What did you learn from those early days performing in the Detroit area?
I’ve learned this world is full of opportunities, that opportunities are always in front of you, and it’s just whether you want to step in and take them. I’ve done a lot of things: I’ve directed films, I’ve worked with Steve King, I’ve worked with Larry McMurty — the greatest American authors. I’ve worked with Bob Dylan, I toured with Dylan. I’ve worked with some of the greatest people this generation has produced, and it’s only because I had my eyes open.

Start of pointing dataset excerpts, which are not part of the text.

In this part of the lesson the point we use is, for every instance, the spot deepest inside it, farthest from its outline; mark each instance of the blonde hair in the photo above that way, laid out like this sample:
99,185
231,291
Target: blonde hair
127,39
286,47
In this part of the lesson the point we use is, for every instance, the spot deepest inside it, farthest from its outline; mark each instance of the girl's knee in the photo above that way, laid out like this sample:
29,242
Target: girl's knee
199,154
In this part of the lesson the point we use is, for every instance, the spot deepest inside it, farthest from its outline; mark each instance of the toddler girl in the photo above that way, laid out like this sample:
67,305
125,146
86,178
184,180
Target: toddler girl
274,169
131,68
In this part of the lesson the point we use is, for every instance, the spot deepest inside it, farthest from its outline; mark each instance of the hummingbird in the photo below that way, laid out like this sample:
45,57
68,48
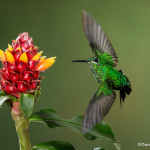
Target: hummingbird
102,65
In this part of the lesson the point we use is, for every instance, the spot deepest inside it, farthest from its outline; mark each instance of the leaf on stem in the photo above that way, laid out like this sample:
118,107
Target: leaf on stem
50,118
53,145
26,104
4,96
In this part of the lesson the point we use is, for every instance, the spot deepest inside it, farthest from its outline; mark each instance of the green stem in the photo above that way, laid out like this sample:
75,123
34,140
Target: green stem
22,125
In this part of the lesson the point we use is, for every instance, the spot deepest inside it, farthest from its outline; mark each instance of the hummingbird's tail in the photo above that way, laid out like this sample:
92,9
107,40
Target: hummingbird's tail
125,90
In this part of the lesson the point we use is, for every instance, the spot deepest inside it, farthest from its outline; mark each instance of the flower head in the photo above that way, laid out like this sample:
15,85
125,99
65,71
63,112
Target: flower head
22,66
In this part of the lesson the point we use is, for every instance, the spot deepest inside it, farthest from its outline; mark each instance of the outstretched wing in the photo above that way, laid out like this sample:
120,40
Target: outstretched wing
96,37
98,108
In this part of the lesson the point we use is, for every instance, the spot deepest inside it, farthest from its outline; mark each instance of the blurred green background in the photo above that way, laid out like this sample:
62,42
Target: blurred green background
57,29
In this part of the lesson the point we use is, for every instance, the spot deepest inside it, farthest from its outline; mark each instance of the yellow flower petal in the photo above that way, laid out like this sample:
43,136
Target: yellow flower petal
2,55
42,58
18,48
45,64
37,56
9,57
10,48
24,57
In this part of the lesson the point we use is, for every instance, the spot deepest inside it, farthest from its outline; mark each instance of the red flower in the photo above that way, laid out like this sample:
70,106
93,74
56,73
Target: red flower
22,66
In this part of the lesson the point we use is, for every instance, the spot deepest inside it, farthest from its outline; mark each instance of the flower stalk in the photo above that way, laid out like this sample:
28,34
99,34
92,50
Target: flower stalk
22,125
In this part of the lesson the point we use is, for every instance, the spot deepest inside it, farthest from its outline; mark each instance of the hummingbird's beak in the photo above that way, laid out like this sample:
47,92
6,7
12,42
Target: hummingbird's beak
79,61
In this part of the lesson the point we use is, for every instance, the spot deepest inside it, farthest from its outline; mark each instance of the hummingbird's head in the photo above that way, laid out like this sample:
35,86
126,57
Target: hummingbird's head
90,61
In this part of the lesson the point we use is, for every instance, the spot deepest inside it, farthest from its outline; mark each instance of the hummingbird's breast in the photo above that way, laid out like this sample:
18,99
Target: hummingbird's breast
117,79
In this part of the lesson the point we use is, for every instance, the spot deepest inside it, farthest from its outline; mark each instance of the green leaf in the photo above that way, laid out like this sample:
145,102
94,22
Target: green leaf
53,145
26,104
4,96
50,118
37,95
99,148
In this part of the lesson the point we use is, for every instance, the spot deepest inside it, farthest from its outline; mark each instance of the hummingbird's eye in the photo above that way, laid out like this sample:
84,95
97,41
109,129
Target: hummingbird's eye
96,59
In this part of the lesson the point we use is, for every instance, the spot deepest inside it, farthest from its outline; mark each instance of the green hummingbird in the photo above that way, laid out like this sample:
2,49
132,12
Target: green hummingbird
102,66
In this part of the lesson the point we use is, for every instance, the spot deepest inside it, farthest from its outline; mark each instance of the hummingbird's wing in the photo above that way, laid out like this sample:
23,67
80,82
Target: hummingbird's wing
96,37
99,106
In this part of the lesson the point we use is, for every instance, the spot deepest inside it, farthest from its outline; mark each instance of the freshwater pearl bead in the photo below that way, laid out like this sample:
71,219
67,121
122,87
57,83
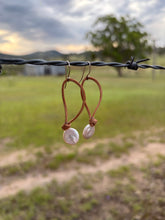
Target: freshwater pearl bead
71,136
88,131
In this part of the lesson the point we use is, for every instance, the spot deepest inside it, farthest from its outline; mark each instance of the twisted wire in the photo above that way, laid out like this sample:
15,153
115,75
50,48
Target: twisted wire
131,64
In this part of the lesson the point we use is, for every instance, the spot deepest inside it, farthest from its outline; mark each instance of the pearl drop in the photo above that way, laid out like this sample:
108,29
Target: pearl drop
88,131
71,136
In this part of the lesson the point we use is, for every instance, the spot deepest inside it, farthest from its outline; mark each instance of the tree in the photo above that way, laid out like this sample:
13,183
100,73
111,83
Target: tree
119,39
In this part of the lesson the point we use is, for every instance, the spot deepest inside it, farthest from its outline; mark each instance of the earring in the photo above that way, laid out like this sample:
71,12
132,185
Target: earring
71,135
89,129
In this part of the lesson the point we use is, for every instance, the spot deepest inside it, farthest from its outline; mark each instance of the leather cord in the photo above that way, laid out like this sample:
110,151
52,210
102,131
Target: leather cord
92,120
67,123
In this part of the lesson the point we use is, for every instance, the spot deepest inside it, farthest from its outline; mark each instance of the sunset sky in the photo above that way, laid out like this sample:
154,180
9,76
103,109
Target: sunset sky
39,25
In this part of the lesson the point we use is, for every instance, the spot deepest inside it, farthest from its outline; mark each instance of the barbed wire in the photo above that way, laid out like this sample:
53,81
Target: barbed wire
130,64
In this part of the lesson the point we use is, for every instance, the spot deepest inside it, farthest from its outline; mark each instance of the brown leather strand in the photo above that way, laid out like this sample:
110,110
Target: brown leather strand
67,123
92,120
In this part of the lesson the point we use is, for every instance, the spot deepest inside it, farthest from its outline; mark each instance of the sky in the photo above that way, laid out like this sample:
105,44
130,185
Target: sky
40,25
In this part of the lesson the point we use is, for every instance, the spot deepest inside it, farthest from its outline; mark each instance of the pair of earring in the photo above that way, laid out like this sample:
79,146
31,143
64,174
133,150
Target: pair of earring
71,135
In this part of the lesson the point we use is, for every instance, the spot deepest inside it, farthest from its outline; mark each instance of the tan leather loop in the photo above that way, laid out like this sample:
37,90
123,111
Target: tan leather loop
67,123
92,120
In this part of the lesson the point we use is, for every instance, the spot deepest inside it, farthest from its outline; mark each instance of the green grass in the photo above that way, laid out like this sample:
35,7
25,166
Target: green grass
31,109
120,198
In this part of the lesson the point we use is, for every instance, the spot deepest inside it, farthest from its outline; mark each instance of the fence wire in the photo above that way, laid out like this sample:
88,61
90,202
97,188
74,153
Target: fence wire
130,64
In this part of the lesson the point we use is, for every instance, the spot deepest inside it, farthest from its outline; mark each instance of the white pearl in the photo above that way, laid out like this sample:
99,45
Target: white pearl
88,131
71,136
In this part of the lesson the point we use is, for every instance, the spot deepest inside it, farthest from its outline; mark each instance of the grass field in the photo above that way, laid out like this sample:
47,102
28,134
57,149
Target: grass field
31,109
31,116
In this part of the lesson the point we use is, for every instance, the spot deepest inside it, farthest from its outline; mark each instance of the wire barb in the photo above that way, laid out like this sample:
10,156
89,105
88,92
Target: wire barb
131,64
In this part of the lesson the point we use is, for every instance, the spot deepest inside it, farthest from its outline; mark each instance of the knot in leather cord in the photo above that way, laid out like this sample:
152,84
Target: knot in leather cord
66,126
92,121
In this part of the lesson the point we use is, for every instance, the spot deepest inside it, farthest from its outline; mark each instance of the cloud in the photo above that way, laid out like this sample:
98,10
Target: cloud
32,21
55,23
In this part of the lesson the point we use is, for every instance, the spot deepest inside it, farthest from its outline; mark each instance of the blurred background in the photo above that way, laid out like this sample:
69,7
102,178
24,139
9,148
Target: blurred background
119,172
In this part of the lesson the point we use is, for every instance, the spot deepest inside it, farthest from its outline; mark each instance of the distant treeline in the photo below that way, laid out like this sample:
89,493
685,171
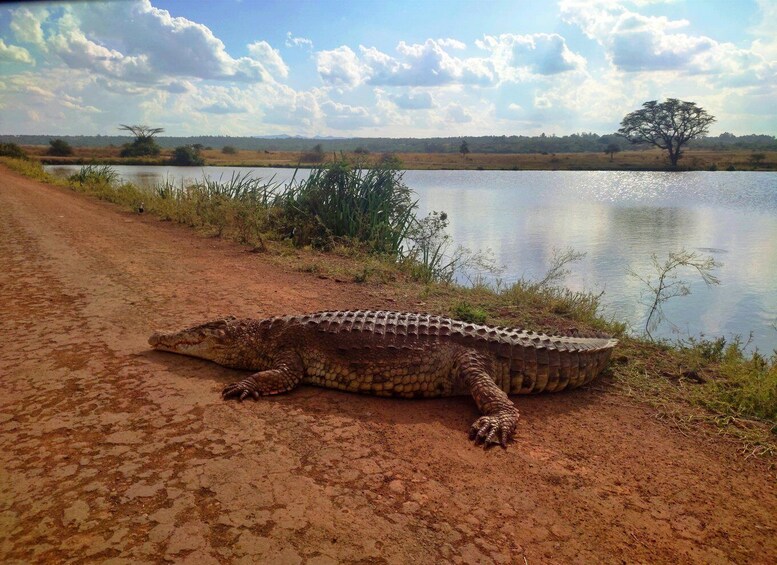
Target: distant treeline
575,143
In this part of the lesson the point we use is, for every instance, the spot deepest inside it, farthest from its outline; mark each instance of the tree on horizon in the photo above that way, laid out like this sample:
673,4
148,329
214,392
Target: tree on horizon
668,125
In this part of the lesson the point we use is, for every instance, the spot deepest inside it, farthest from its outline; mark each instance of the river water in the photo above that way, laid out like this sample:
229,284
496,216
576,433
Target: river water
619,219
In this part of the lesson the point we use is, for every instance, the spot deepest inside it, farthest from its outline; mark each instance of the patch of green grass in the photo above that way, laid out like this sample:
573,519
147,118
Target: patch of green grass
468,313
31,169
739,385
700,381
95,174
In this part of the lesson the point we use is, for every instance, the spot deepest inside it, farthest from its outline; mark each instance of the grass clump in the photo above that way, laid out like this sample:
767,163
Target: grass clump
95,174
372,208
187,156
31,169
468,313
12,150
733,383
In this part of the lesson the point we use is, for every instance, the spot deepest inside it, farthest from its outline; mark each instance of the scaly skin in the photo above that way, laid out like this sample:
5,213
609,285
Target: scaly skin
401,354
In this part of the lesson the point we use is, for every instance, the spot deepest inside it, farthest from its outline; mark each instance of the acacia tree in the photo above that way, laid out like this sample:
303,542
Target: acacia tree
668,125
144,143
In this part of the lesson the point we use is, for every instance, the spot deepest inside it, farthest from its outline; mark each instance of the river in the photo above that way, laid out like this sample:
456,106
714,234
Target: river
619,219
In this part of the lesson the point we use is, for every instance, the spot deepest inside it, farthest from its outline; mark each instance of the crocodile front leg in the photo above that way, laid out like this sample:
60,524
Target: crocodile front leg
286,375
500,416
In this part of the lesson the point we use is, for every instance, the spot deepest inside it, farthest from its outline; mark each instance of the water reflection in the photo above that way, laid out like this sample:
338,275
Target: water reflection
619,219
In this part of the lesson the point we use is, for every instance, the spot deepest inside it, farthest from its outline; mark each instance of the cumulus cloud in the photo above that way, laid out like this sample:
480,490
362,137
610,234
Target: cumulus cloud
223,107
637,43
346,117
520,56
457,114
286,106
137,42
425,64
412,100
15,54
292,41
270,58
340,67
26,25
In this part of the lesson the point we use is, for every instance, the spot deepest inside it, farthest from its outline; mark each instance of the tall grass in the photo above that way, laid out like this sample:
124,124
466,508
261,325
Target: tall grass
372,207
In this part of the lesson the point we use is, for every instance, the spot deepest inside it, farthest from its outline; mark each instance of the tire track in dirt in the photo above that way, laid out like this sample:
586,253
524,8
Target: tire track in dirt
109,450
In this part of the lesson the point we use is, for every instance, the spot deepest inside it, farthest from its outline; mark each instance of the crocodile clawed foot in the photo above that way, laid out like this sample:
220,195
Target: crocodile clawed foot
494,430
241,390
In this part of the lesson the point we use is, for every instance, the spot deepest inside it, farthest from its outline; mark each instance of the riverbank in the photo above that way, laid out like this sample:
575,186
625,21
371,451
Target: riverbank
643,160
141,459
716,380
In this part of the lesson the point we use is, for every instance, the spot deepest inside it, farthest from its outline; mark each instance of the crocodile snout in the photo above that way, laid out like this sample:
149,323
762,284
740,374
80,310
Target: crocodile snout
155,339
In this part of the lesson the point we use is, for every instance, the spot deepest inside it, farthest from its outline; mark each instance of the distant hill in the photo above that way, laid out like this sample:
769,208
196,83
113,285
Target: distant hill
575,143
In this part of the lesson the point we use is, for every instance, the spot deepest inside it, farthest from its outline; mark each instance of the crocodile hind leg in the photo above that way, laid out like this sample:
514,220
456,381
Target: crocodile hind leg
286,375
500,416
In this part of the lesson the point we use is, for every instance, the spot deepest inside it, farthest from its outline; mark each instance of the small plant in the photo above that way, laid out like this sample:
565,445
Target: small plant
95,174
144,144
12,150
316,155
187,156
59,148
666,285
756,159
338,202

It wasn’t because I was so talented or so great, it was because opportunities present themselves and I took them. I remember the first time I heard Bob Seger sing “Ramblin’ Gamblin’ Man.” I know where I was at, I know what I was doing. I thought ‘Who the (bleep) is this guy?’ I was like in eighth grade or something. I’ve got all sorts of great stories about Detroit, but I just can’t tell them in a newspaper.
Ever feel you had to compete with Seger or Springsteen, or feel likely you were all unfairly lumped in together under the same category?
Never, never, never, never in my mind. All those people have been nothing but gracious to me. Never did I feel competitive with those guys. First of all, they’re older than me! Both those guys were making records when I was in high school.
I was proud to be lumped in together with those guys. It was like ‘Hey, wait a minute, you’re talking about some of the greatest song writers of a generation.’ And just being in that tradition (with those people was an honor). Let’s not forget that I was in a bar band (to start). If we could play three chords, that was it!
How often did you play at Center Stage in Canton?
Like a million! Listen, we played Michigan all the (bleeping) time. We played Ohio, Indiana, Illinois. We started out locally, kinda grew nationally and then internationally. It was grass roots. The longer it takes you to get somewhere the longer it takes you to get back, so people who come out with just one record and are big stars aren’t going to last very long. It took me a long time to even find out what I was supposed to be doing.
You're somewhat of an activist in your music. Knowing what Detroit's going through right now with bankruptcy, with still a lot of challenges ahead, what are your thoughts on the city's future.
I hope Detroit will rebound and be better than ever. I’m not being patronizing, but it's too great a city to go under.